The screams from the crowd were overwhelming, growing louder as they fought for dominance.

Yet all I could hear were those words. Not the ones uttered by the vorakh before me.

But the other one. Thefirstone. The one that had haunted me my whole life.

And just like that, I was back there, back in my memories, in my nightmares. My body went cold.

There was blood. So much blood. More than I’d ever seen. I didn’t know. Didn’t understand. Because I’d never seen blood before. There’d been no hurt in my world. No injuries. No pain.

Only love. Comfort. Safety.

“Just a baby?” screamed the vorakh.

“Please,” my mother begged. “Please!”

She was crouched on the floor in front of me. A wall between us. She’d pushed me into the small cabinet beneath the table before the vorakh saw.

My father had fought her.

But now … he was broken. He’d used his stave, casting spell after spell. But it hadn’t been enough. The vorakh was too strong. Too powerful.

My father lay face down. His arms … the arms which he’d hugged me with, the arms which had been so strong and had held me as he carried me … they were no longer part of his body.

“Tristan,” my mother hissed, she was crying now. Scared. “Close your eyes. Stay quiet.”

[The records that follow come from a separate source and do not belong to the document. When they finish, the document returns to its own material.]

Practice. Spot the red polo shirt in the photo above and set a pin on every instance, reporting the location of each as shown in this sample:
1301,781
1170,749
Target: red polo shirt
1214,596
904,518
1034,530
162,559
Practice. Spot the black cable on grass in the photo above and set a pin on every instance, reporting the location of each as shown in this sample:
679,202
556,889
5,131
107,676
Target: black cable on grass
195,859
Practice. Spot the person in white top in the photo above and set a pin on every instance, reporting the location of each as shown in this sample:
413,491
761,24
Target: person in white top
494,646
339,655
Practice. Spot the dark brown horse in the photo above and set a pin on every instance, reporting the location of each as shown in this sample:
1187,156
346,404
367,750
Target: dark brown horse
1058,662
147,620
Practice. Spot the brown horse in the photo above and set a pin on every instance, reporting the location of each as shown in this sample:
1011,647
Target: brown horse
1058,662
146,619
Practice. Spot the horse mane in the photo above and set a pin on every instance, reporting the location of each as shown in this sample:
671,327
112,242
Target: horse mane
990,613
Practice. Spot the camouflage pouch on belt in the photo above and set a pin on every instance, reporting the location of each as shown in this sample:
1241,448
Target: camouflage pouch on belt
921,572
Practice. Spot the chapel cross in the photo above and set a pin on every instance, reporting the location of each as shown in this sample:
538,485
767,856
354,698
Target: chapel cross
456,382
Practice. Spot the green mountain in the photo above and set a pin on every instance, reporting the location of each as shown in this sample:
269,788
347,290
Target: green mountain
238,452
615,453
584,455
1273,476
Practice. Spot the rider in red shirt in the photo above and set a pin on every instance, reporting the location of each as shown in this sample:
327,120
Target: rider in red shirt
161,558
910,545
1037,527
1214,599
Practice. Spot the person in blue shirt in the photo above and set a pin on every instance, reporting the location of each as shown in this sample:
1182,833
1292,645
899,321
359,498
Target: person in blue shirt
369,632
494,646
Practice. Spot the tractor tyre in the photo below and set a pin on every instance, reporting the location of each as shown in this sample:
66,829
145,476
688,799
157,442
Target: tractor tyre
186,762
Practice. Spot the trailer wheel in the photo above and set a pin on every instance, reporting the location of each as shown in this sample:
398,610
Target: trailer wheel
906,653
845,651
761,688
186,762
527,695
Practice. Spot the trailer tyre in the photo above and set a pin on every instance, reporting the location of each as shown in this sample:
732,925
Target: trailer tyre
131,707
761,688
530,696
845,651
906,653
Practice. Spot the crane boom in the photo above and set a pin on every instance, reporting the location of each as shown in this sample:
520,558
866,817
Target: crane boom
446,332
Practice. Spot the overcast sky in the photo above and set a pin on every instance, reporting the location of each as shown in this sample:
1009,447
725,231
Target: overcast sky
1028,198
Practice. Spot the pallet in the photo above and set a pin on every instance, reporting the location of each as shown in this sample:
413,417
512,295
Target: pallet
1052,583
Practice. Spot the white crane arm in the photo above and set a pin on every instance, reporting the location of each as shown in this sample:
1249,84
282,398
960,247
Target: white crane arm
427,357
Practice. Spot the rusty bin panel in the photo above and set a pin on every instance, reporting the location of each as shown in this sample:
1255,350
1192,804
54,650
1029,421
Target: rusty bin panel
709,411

But I couldn’t close them. I couldn’t stop staring through the crack, couldn’t stop trying to understand. Couldn’t stop trying to rearrange the images I was seeing—to put my father’s arms back on his body. To wash away the blood. To make him stand up, to hold his stave, to make him speak, and fight.

To make him breathe.

“Close your eyes,” my mother cried again, her voice so low I barely heard. “Don’t say a word. You’ll be safe.”

“Ma?” My voice shook.

“Shhhh,” she said.

The vorakh stalked forward, the ground shaking with every step she took.

“Tris—” My mother was cut off by a scream. Fingernails scraped against the floor as the vorakh dragged her away from me.

I clutched my knees to my chest, staring through the small slit in the door.

She’d looked like any other mage when I first saw her. Not particularly tall. Not even appearing strong. No red eyes. No claws. I’d even thought of her as pretty. She had a prominent beauty mark above the right corner of her lip that caught my attention.

But this wasn’t the akadim I’d been taught to fear. Not the ones in the scary stories.

This was vorakh.

And this was so much worse. Her long black hair fell to her waist, her skin pale. And in that moment, her beauty faded. Everything about her screamed death in my eyes.

“Please,” my mother begged again. “No!”

“You’ve birthed evil. You’ll regret it when he grows. When you see inside his soul like I have. When you learn what he is!”